Beyond the detection limit: A review of high-Q optical ring resonator sensors

High-quality factor (high-Q) optical ring resonators have become essential in modern photonic sensing systems due to their exceptional sensitivity, compact footprint, and compatibility with integrated platforms. This review provides a comprehensive overview of the fundamental principles, material platforms, fabrication techniques, and architectural advancements that govern the performance of high-Q ring resonator sensors. Key factors influencing the Q-factor, including waveguide geometry, surface roughness, and coupling conditions, are examined in detail, along with their impact on sensor sensitivity, limit of detection, and stability. Various resonator architectures such as microrings, racetracks, microtoroids, and photonic crystal rings are analyzed, highlighting strategies to achieve ultra-high Q-factors and enhanced light-matter interactions.

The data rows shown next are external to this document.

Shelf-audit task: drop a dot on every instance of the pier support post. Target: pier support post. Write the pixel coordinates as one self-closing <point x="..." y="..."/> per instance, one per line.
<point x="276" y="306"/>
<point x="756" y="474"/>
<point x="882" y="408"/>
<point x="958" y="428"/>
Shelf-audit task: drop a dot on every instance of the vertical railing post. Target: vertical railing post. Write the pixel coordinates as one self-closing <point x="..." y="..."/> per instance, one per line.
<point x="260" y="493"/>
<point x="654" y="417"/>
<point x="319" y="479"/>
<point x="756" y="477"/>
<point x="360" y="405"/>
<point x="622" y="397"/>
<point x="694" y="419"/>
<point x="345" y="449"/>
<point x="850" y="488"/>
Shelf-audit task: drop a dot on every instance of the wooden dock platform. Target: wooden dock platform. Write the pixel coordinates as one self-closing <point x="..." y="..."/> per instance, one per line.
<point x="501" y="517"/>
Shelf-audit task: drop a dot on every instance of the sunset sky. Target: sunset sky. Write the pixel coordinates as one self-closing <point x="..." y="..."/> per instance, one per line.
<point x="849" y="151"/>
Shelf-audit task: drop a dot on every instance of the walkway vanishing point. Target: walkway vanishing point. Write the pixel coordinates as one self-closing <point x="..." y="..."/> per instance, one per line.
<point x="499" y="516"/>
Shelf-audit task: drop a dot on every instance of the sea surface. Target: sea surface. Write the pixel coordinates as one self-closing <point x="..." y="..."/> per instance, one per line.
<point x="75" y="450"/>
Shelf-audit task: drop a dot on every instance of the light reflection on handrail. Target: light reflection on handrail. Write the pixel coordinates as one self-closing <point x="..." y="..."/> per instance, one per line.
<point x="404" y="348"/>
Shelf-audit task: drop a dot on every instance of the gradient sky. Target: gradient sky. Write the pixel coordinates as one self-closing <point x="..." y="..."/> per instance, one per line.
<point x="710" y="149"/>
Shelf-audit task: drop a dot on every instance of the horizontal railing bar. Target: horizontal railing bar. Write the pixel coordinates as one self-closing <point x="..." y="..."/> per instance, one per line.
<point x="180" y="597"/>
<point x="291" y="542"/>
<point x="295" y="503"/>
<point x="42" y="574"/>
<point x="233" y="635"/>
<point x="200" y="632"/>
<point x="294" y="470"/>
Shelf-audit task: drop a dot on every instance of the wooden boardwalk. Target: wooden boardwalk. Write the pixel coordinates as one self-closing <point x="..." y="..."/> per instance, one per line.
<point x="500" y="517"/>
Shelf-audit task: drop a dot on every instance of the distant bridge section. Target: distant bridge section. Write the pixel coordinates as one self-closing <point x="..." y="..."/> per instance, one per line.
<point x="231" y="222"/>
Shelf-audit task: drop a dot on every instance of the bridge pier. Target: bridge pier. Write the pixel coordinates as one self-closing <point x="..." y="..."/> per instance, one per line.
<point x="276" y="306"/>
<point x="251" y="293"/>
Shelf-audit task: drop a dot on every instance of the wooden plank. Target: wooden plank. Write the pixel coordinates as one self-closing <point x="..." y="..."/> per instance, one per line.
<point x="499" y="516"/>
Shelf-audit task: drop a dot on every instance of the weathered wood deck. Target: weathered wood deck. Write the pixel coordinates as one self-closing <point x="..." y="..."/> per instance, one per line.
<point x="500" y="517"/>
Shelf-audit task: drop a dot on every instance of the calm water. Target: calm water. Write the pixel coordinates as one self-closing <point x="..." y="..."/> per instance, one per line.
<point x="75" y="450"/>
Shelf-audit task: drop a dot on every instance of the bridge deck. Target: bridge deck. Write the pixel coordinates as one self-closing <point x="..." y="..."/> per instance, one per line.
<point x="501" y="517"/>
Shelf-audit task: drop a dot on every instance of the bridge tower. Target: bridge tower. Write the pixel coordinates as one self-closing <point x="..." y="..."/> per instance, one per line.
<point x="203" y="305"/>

Applications in biosensing, environmental monitoring, and physical parameter detection are discussed, emphasizing label-free single-molecule detection and integration into lab-on-chip systems. Challenges such as fabrication reproducibility, thermal drift, environmental noise, and scalability to large sensor arrays are critically evaluated. The review concludes by exploring emerging trends, including hybrid integration, nonlinear enhancements, and quantum sensing applications. Overall, this work underscores the pivotal role of high-Q ring resonators in advancing next-generation optical sensors and outlines future directions toward their widespread deployment in real-world environments.